On the west flank, a red Fey'cha struck the holder of one of the invisibility weaves in the throat. A body sprawled in the grass, Fey in appearance, except for the scar that ran from temple to the corner of his mouth.
"Dahl'reisen!"
the
lu'tan
closest to the body cried. The dead
dahl'reisen's
invisibility weave winked out, revealing a company of Elden archers and three blue-robed Primages.
"Dahl'reisen
are holding the invisibility weaves!"
The warrior who'd slain the
dahl'reisen
fell to his knees, shrieking as if his skin were being peeled off his body. Fey could not kill other Fey—not even
dahl'reisen
—without losing their own soul in the process, but the
lu'tan
had bound their souls in service to Ellysetta. They could not become
dahl'reisen.
Apparently, however, they still felt the agony of taking a life that had once been Fey.

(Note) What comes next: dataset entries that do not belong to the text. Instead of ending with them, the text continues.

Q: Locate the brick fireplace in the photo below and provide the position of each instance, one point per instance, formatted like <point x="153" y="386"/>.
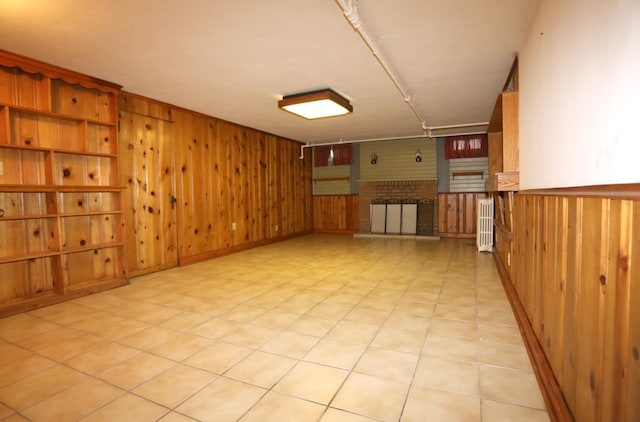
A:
<point x="396" y="190"/>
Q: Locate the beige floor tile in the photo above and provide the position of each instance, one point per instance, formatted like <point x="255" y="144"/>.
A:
<point x="463" y="313"/>
<point x="454" y="376"/>
<point x="314" y="382"/>
<point x="337" y="415"/>
<point x="493" y="411"/>
<point x="109" y="326"/>
<point x="148" y="338"/>
<point x="355" y="332"/>
<point x="378" y="303"/>
<point x="312" y="326"/>
<point x="371" y="396"/>
<point x="218" y="357"/>
<point x="504" y="355"/>
<point x="261" y="369"/>
<point x="413" y="308"/>
<point x="102" y="357"/>
<point x="23" y="367"/>
<point x="509" y="386"/>
<point x="149" y="313"/>
<point x="336" y="353"/>
<point x="222" y="400"/>
<point x="10" y="352"/>
<point x="428" y="404"/>
<point x="64" y="350"/>
<point x="135" y="371"/>
<point x="5" y="412"/>
<point x="44" y="384"/>
<point x="495" y="316"/>
<point x="452" y="328"/>
<point x="251" y="336"/>
<point x="399" y="339"/>
<point x="127" y="407"/>
<point x="73" y="403"/>
<point x="214" y="328"/>
<point x="175" y="385"/>
<point x="329" y="310"/>
<point x="451" y="348"/>
<point x="243" y="313"/>
<point x="175" y="417"/>
<point x="407" y="321"/>
<point x="275" y="319"/>
<point x="278" y="407"/>
<point x="367" y="316"/>
<point x="388" y="364"/>
<point x="181" y="347"/>
<point x="290" y="344"/>
<point x="500" y="334"/>
<point x="185" y="321"/>
<point x="20" y="326"/>
<point x="344" y="298"/>
<point x="49" y="338"/>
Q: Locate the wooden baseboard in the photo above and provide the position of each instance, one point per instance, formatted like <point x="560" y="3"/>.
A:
<point x="551" y="391"/>
<point x="327" y="231"/>
<point x="227" y="251"/>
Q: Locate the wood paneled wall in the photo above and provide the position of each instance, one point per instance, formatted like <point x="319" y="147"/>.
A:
<point x="335" y="213"/>
<point x="457" y="216"/>
<point x="573" y="272"/>
<point x="234" y="187"/>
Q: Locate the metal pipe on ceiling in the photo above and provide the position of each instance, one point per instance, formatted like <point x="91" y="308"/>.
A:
<point x="360" y="141"/>
<point x="351" y="13"/>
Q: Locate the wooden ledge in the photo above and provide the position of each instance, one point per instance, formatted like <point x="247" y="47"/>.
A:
<point x="549" y="387"/>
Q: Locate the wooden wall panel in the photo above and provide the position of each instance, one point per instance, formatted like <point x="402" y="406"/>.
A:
<point x="457" y="216"/>
<point x="147" y="172"/>
<point x="336" y="213"/>
<point x="236" y="187"/>
<point x="574" y="277"/>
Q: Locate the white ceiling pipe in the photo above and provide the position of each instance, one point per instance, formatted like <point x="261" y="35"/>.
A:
<point x="360" y="141"/>
<point x="350" y="11"/>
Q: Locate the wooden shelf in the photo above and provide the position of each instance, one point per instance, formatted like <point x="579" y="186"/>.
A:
<point x="467" y="173"/>
<point x="92" y="247"/>
<point x="27" y="257"/>
<point x="58" y="116"/>
<point x="59" y="185"/>
<point x="59" y="188"/>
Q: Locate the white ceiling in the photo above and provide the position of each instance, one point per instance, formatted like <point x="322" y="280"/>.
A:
<point x="235" y="59"/>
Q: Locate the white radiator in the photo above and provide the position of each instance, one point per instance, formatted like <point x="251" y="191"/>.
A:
<point x="484" y="239"/>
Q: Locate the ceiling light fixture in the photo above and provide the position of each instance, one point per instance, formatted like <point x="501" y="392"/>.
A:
<point x="316" y="104"/>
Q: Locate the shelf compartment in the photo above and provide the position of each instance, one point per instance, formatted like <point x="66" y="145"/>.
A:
<point x="25" y="279"/>
<point x="36" y="130"/>
<point x="93" y="266"/>
<point x="85" y="170"/>
<point x="27" y="205"/>
<point x="90" y="231"/>
<point x="24" y="167"/>
<point x="102" y="139"/>
<point x="28" y="238"/>
<point x="85" y="103"/>
<point x="90" y="202"/>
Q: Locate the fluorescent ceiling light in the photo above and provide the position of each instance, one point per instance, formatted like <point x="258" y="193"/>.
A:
<point x="316" y="104"/>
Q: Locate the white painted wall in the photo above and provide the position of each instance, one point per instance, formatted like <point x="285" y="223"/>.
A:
<point x="580" y="94"/>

"Blessed gods," Ellysetta wept as an echo of his agony ripped across his
lute'asheiva
bond. Even protected by twenty-five-fold weaves, she could practically feel her soul be ripped asunder. She fell to her knees and pressed her hands to her temples.
"Ellysetta!" Bel cried.
«
Shei’tani
!»
She clenched her jaw and fought to keep from screaming. «It’s
not me. It's Lathiel. He's in such
pain. Oh, gods, it hurts. It hurts.»
"Fey!" Rain shouted.
"Sel cha!
Unless you see your target, throw black, not red! They have
dahl'reisen
with them!"
Behind the slain
dahl'reisen,
the now-visible Elden archers fired a barrage of arrows towards the Fey, while two Primages loosed large, blue-white globes of Mage Fire as cover. The third Primage spun Azrahn to open a portal to the Well of Souls. Fey'cha rained down upon the Eld, but the Mages and most of the archers leapt to safety into the Well before the Fey daggers hit their marks.